Cette annonce est irréalisable, car il faudrait pour cela modifier un nombre important de lois, donc passer par une assemblée nationale où le gouvernement ne contrôle pas grand chose.

Il existe effectivement un débat en ce moment (avec une commission d’enquête au Sénat) sur le développement, que certains jugent anarchique et problématique, des agences et opérateurs de l’Etat. On parle ici de structures relevant du droit public, qui disposent d’une autonomie juridique, afin de mener à bien des missions publiques, relevant clairement de la sphère de compétence de l’Etat. Il y en a de toutes les tailles, certaines ayant des centaines de salariés et plusieurs centaines de millions d’euros de budget, d’autres n’ayant qu’une taille réduite et une fonction très ciblée.

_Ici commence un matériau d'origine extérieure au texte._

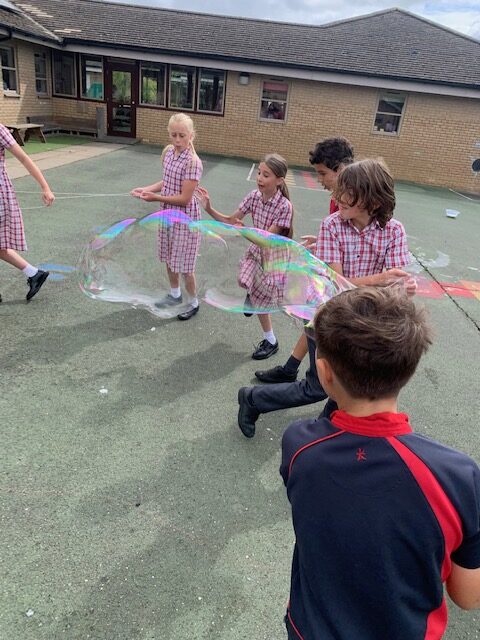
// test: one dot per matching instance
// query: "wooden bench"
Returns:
(62, 124)
(28, 130)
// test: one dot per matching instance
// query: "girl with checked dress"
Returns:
(177, 246)
(271, 211)
(12, 236)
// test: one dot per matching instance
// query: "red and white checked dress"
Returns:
(265, 287)
(177, 246)
(12, 235)
(366, 252)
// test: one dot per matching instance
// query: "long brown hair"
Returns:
(279, 166)
(370, 184)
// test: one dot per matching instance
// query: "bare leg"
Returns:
(190, 284)
(265, 321)
(174, 278)
(300, 350)
(12, 257)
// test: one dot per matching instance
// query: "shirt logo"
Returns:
(361, 455)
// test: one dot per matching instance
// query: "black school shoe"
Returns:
(264, 350)
(189, 313)
(168, 301)
(275, 375)
(247, 415)
(35, 283)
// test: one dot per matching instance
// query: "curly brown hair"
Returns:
(369, 184)
(332, 152)
(373, 338)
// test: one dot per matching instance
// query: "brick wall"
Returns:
(27, 103)
(436, 144)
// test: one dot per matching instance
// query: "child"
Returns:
(12, 237)
(177, 246)
(363, 243)
(272, 211)
(328, 158)
(382, 516)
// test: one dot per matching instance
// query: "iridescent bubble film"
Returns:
(239, 269)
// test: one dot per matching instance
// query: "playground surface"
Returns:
(132, 508)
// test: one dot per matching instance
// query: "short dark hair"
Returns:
(373, 338)
(370, 184)
(332, 152)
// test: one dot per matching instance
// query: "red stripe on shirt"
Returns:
(311, 444)
(449, 522)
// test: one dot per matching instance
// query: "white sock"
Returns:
(30, 271)
(270, 336)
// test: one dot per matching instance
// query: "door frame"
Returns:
(131, 67)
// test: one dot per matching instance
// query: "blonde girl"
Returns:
(177, 246)
(12, 236)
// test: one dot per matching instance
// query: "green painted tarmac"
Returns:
(143, 513)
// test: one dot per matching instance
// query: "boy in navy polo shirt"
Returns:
(382, 516)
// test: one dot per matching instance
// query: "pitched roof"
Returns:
(24, 24)
(393, 44)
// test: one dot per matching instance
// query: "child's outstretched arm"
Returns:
(383, 279)
(203, 196)
(34, 171)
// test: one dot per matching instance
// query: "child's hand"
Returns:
(148, 196)
(47, 197)
(391, 276)
(203, 197)
(309, 242)
(411, 286)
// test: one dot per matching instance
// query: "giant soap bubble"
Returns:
(120, 264)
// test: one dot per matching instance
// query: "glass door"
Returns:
(121, 99)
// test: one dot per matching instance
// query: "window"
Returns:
(41, 86)
(152, 84)
(389, 113)
(274, 100)
(64, 74)
(211, 91)
(92, 77)
(182, 87)
(9, 70)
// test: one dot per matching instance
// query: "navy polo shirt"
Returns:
(379, 513)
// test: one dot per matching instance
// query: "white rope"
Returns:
(78, 195)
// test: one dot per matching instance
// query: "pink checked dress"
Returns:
(177, 246)
(12, 235)
(265, 287)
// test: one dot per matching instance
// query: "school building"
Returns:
(397, 85)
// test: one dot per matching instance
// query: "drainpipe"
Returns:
(7, 37)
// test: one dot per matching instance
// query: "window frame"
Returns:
(286, 102)
(81, 59)
(16, 91)
(149, 64)
(45, 94)
(194, 90)
(199, 82)
(380, 96)
(75, 74)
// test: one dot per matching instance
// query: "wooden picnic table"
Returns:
(28, 129)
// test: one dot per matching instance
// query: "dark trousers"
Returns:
(272, 397)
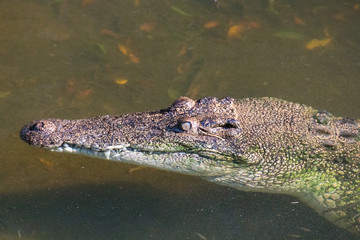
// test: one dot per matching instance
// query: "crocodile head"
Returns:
(189, 137)
(263, 144)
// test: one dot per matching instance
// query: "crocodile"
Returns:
(253, 144)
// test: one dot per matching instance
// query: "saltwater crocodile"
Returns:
(262, 144)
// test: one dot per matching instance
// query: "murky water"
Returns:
(75, 59)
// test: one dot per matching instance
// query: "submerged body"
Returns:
(262, 144)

Le choix de passer par ce mécanisme présente des avantages. Il permet, par l’autonomie juridique, d’avoir une chaine de décision claire et efficace. La structure connait ses missions (en général ciblées) et a un patron identifié (son président ou son directeur général), ce qui facilite la réactivité et la responsabilisation. Cela permet aussi, via un conseil d’administration, d’associer plus ou moins des « parties prenantes » non étatiques (collectivités locales, ONG, syndicats…) à la définition des objectifs et à l’évaluation de l’action du « patron ». C’est par exemple le cas de l’Agence nationale de cohésion des territoires (ANCT) chargée d’animer l’aménagement du territoire (comprenez « du fin fond de la province ») dont le conseil d’administration comprend beaucoup d’élus locaux. Autre exemple, celui de l’Agence nationale des fréquences, qui regroupe dans son conseil d’administration toutes les catégories de bénéficiaires de ces fréquences hertziennes (Télécoms, militaires, audiovisuel…). A chaque fois, bien évidemment, il y a des représentants de l’Etat au sein du conseil d’administration, et le « patron » est désigné par le gouvernement. Pour les plus importantes, cette nomination passe souvent par une audition devant le Parlement.

Vouloir, par principe, fusionner et couper est une mission impossible. Toute structure qui a une autonomie va lutter pour sa survie, à moins que ceux qui la dirigent estiment que fusionner est dans l’intérêt de la mission qu’ils accomplissent (et accessoirement de leur intérêt). Autant vous dire que tuer une structure administrative qui se débat, c’est très très compliqué, et quand cela fonctionne, c’est surtout une prédation, l’absorption d’un opérateur par une agence plus grosse (comme la fusion du CSA et de l’Hadopi).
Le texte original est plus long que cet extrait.